Have experience with PNG/IFF/4CC formats? I want design help.

vitovito · on Dec 21, 2012

This is an interesting question, but I don't know how many file format neckbeards you're going to find on HN, it's an awfully young community. Maybe Stack Overflow? Maybe the File Formats wiki[1] will have links to format inventors? Maybe read the specs for the formats and ask the authors, as well as the authors of standard libraries for them?

1: http://fileformats.archiveteam.org/wiki/Electronic_File_Form...

I will answer what little I can based on some work I did in 2005-2006 that resulted in me abusing JPEG restart markers.

1. Part of the reason PNG is chunked is because it's designed for network use (that's the N), where you can lose or corrupt a portion of the file and still get most of the file usable. That's what JPEG restart markers are for: you can repeat the headers throughout the file (rather than CRC throughout the file) so if something in the middle gets messed up, you can always pick right back up. Formats expected to sit on a disk and never move and trust rotational media don't have those checks because it's assumed you check it when you write it and then you're fine for a reasonable value of forever. So: are you transferring over a network constantly like you do with JPEGs and PNGs, or can you do an MD5 sum (or whatever) once and be done with it?

1b. I don't know what these words mean.

1c. This should be answered by 1.

2. This is probably explained somewhere in the PNG spec or the PNG mailing list archives, but specifying the length of a run of data instead of looping until you find a \0 helps you optimize and prevents buffer overflows.

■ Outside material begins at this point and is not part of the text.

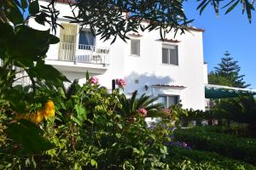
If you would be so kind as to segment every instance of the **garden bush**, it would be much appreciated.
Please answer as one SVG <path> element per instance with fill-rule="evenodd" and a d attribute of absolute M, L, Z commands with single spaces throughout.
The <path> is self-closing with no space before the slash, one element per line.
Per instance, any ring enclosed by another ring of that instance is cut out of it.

3. Yes, lots of things use user-defined chunks and all sorts of crazy stuff gets stored in them. A video game once stored its character data as PNG files with custom chunks so you could put them online as images, and then right-click-save-as and import them into the game. But no, most software doesn't understand other chunks and ignores them (but preserves them).

dalke · on Dec 21, 2012

Thanks for your response.

I tried programming.stackexchange a year or two back. (I've been waiting for funding and/or a specific need to work on this format, which I now have.) The one response then also pointed out PNG was designed to work with the network, particularly dialup, but could give no numbers as to the failure rates.

Based on what I've read, internet packets have a failure rate of something like 16 million to 10 billion packets, which is O(1 TB) and Bram Cohen concurs, saying that BitTorrent sees failures in the 1 per 10TB range. I wonder about when/if I should worry about this sort of problem.

Most of the data files will be sitting on disk, mmap'ed for use. I'm going to take your advice that this problem is mostly theoretical for the situation I'm in, and suggest that users manually md5 if they want to verify a copy, or use BitTorrent if they want better guarantees on data transfer over a flaky network.

1b. was a fancy way to say CRC-64 instead of CRC-32. There's several -64s, so I picked the one in xz.

1c. Yep. I've given up worrying. Now it's intellectual curiosity.

2. I should ask the PNG list, yes. The documentation doesn't explain the logic, and the 15+ year old mailing lists are only available via ftp'ed zip files, making them a bit harder to trawl than a web search.

I don't believe the logic about length vs. NUL since the first field is NUL delimited, making it susceptible to the same optimization and possible overflow attacks. The iTXT field, for example, has four NUL separators instead of using a length parameter.

3) That's neat! I'll need to think more about including this PNG-like sort of functionality.

dalke · on Dec 22, 2012

I asked on one of the PNG lists, and dug up the Jan.-Feb. 1995 discussion, where the CRC discussion mostly took place.

It seems there was an early advocate for CRC-32 support. This person had experience as the main UnZip developer, and knew that large archival files need this sort of check. Zip is a container format and PNG is a container format, so I see how works, but PNG isn't really seen as an archival format.

Still, there was an early push for CRC, and that was taken up. Though I found almost no discussion about failure modes or frequency of failures. One of the few examples I did find argued that uuencoded images on Usenet can be corrupted mid-stream, and PNG was better able to detect those problems.

The original proposal seemed to have put the CRC in the terminal chunk. Someone decided it was more elegant to have it at the end of every chunk. Others agreed. It was put in.

CRC failures don't occur often. I wonder if the failure due to incorrectly implemented CRCs is higher, given that Firefox has a switch to disable CRC check failures in 'ancillary' chunks after the image data, as a workaround for someone's bad chunk.

I've decided not to have the CRC in my own format.